There is a sports analogy worth borrowing here. In almost every sport, the teams that make halftime adjustments most effectively are not the ones that abandon their strategy entirely because the first half did not go as scripted. They are the ones who examine what happened honestly, identify what is working and what is not, make targeted refinements, and return to the field or court with a clearer sense of purpose. Wholesale reinvention at halftime — throwing out the playbook, making sweeping changes to personnel — is usually a sign of panic, not wisdom. The same is true in investing. This does not mean that no adjustments are ever warranted. Life changes. Circumstances change. Portfolios that were correctly positioned at the beginning of a year may benefit from rebalancing as asset classes drift. Tax planning opportunities may present themselves. Goals may have evolved. Halftime, as a concept, is genuinely useful — not because it signals a reset, but because it provides a structured moment to verify alignment between where you are and where you are trying to go.
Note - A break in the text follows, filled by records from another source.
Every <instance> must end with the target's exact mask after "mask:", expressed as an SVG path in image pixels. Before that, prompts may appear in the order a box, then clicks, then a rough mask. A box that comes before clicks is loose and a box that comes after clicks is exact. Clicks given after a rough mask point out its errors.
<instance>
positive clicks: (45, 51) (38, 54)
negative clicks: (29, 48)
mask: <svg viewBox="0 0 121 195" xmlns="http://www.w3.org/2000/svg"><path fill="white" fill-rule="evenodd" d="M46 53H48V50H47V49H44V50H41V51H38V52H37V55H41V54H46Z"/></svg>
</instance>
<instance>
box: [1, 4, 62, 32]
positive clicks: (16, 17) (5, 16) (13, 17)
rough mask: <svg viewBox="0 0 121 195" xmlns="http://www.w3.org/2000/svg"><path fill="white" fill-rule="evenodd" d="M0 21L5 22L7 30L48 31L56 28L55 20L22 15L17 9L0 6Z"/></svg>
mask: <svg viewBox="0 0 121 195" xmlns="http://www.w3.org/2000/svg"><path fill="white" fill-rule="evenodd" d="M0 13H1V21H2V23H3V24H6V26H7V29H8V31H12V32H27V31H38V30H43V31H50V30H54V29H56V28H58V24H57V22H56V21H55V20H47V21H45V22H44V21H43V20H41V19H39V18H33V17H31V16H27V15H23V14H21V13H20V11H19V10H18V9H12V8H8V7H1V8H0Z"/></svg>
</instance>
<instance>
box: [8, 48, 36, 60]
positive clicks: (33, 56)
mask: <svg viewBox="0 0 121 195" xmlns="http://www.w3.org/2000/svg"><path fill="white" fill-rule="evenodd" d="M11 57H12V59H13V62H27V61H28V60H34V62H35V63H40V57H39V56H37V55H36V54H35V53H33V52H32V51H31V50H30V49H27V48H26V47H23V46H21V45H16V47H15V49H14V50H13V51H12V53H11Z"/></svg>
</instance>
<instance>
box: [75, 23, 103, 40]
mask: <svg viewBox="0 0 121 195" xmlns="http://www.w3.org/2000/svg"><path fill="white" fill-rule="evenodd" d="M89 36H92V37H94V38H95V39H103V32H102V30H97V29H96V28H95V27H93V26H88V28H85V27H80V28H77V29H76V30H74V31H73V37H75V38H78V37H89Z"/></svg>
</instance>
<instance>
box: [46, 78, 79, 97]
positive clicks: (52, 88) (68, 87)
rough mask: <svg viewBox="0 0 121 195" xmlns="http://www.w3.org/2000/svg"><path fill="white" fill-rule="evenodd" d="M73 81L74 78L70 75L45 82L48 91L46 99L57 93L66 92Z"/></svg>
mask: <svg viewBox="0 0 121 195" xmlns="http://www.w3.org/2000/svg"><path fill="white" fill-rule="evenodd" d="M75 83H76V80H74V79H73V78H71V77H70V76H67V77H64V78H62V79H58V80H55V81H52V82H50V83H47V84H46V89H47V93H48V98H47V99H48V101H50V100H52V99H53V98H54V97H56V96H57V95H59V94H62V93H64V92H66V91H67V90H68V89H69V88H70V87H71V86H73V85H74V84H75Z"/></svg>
The broader point, I suppose, is one that I find myself returning to fairly often: investing is an exercise in managing the space between what we know and what we do not. The first half of 2026 produced its share of uncertainty. The second half will produce its own. That is not a concern unique to this particular year. It is the permanent condition of being a long-term investor. What changes over time — if we let it — is how comfortably we inhabit that uncertainty. How well we resist the temptation to treat every halftime headline as a call to action. How consistently we keep the scoreboard from dictating the strategy.
So welcome to the second half of 2026. Not as a forecast or prediction. Just as an encouragement to reflect, to verify, and to carry the discipline you have built into whatever the next six months bring.